La Cour de cassation précise qu'une cession de droit au bail, intervenue après la cessation de l'activité commerciale, n'est pas soumise à la publicité légale des cessions de fonds de commerce. Retour sur une décision de 1982 toujours d'actualité.

Décision de référence : cc • N° 81-14.422 • 1982-12-06 • Consulter la décision →

Imaginez : vous êtes propriétaire d'un local commercial à Nogent-sur-Seine, loué à un artisan qui répare du petit matériel agricole. Un jour, il vous annonce qu'il cède son droit au bail à un repreneur. Vous vous interrogez : cette opération est-elle une cession de fonds de commerce ou une simple cession de bail ? La réponse change tout, notamment sur les formalités de publicité et les droits des créanciers.

Dans une affaire jugée par la Cour de cassation le 6 décembre 1982 (n° 81-14.422), les magistrats ont tranché : lorsque l'activité commerciale a cessé avant la cession, celle-ci n'est qu'une cession de bail, et non une cession de fonds. Dès lors, l'obligation de publicité prévue par la loi du 17 mars 1909 ne s'applique pas. Une décision qui éclaire un pan méconnu du droit commercial.

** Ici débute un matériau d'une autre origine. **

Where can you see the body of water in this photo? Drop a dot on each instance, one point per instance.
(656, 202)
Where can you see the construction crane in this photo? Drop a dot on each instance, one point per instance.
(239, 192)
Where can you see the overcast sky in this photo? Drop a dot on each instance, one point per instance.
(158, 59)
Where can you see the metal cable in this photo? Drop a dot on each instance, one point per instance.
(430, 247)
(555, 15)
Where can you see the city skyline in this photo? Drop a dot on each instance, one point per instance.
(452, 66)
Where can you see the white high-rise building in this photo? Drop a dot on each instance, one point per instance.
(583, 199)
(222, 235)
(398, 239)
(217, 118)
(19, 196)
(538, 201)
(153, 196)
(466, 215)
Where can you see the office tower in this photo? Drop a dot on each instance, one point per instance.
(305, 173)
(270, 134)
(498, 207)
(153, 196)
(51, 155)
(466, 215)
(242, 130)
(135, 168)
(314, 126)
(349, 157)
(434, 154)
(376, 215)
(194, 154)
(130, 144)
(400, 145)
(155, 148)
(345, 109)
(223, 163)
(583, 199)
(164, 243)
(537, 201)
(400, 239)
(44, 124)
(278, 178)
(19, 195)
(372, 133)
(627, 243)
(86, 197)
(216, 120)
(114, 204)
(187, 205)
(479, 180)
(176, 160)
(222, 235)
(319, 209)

Comment les juges en sont-ils arrivés là ? Quelles conséquences pour vous, propriétaire ou locataire ? Décryptage.

Les faits : une histoire comme il en arrive chaque jour

Madame Y... exploitait, dans un local à Nogent-sur-Seine, une activité de réparation de petit matériel agricole et de jardinage. Elle était locataire commerciale. En 1978, le bail arrive à renouvellement. À cette occasion, le propriétaire lui vend un droit d'occupation supplémentaire (le droit DICA) et une « despécialisation » du bail, c'est-à-dire l'autorisation d'exercer une activité différente. Madame Y... se trouve alors dans l'impossibilité de poursuivre son activité commerciale initiale.

Le 3 octobre 1979, elle cède son droit au bail à un certain Carcy, pour un prix déterminé. Mais un tiers, un dénommé X..., fait une surenchère sur ce prix, estimant que la cession est en réalité une cession de fonds de commerce, soumise à la publicité légale. Il réclame l'application de l'article 3 de la loi du 17 mars 1909, qui impose des formalités de publicité pour protéger les créanciers.

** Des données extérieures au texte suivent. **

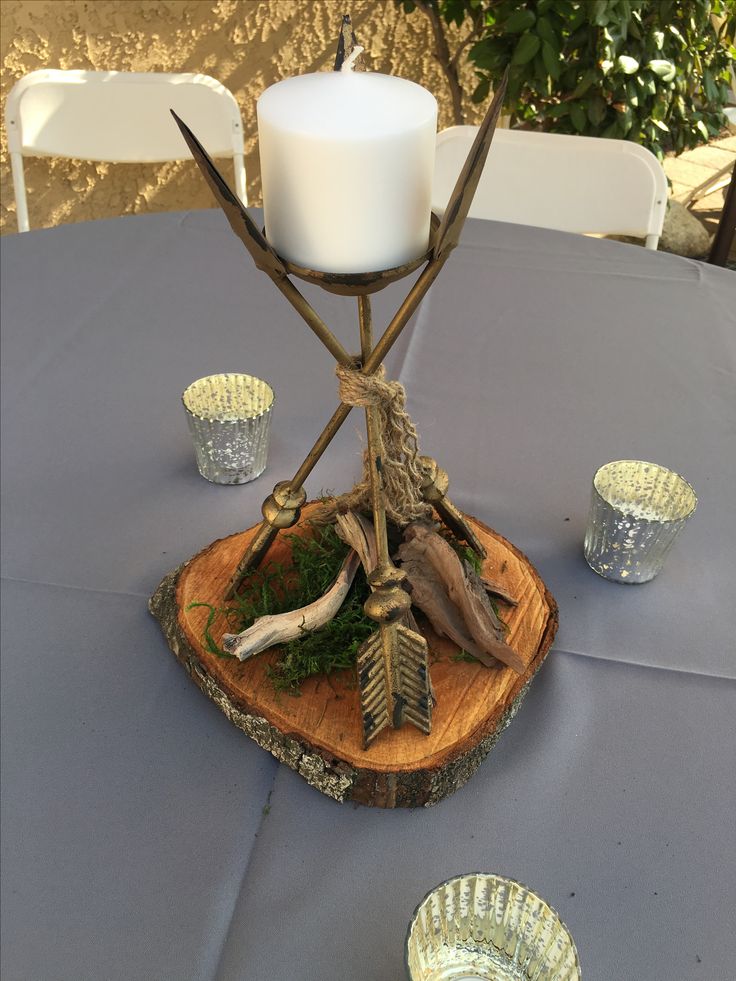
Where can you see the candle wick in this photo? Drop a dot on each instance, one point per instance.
(347, 65)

La cour d'appel de Reims, dans son arrêt, refuse de valider la surenchère. Elle constate que l'activité commerciale avait pris fin au moment de la cession du bail, et que celle-ci n'était donc qu'une cession de droit au bail, pas une cession de fonds. Carcy, insatisfait, se pourvoit en cassation.

Le raisonnement de la juridiction — décortiqué

La Cour de cassation, dans son arrêt du 6 décembre 1982, rejette le pourvoi de Carcy. Elle approuve le raisonnement de la cour d'appel. Le fondement légal ? L'article 3 de la loi du 17 mars 1909, qui organise la publicité des cessions de fonds de commerce. Cette loi vise à informer les créanciers du vendeur (impôts, fournisseurs…) pour qu'ils puissent faire valoir leurs droits sur le prix de vente. Mais si l'activité a cessé, le fonds de commerce a disparu. Il n'y a plus rien à céder, si ce n'est le droit au bail.

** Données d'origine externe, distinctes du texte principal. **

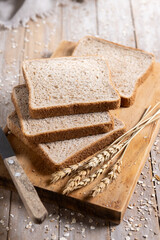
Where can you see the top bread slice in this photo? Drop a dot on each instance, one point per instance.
(129, 67)
(60, 127)
(60, 154)
(69, 85)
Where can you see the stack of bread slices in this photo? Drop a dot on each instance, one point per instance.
(62, 112)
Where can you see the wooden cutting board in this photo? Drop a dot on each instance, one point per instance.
(112, 203)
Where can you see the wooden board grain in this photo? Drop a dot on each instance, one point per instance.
(111, 203)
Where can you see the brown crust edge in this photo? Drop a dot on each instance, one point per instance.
(63, 134)
(71, 109)
(78, 156)
(127, 102)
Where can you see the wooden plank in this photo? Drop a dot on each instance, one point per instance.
(134, 159)
(4, 213)
(115, 21)
(140, 219)
(155, 161)
(75, 225)
(146, 16)
(22, 225)
(79, 19)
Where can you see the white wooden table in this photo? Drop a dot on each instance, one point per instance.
(133, 23)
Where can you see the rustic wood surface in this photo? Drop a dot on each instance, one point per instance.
(134, 23)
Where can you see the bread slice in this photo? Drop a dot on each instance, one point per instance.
(60, 127)
(65, 48)
(129, 67)
(64, 153)
(69, 85)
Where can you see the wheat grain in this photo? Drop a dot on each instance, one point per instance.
(103, 158)
(79, 181)
(91, 163)
(112, 175)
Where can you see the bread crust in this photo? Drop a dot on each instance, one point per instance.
(70, 109)
(64, 134)
(82, 154)
(126, 102)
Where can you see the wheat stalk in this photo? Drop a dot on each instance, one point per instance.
(79, 181)
(84, 168)
(116, 168)
(112, 175)
(91, 163)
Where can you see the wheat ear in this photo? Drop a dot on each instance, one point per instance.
(116, 168)
(79, 179)
(92, 162)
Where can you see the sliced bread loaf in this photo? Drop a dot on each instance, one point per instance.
(64, 153)
(60, 127)
(129, 67)
(69, 85)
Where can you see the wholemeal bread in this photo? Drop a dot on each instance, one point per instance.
(129, 67)
(66, 50)
(69, 85)
(60, 127)
(64, 153)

Les juges ont donc constaté que Madame Y... ne pouvait plus exercer son activité commerciale en raison de la vente du droit DICA et de la despécialisation. Par conséquent, le fonds n'existait plus au jour de la cession. Ce qu'elle a vendu, c'est simplement le droit au bail, c'est-à-dire le droit d'occuper les lieux. Ce transfert n'est pas soumis à la publicité de la loi de 1909.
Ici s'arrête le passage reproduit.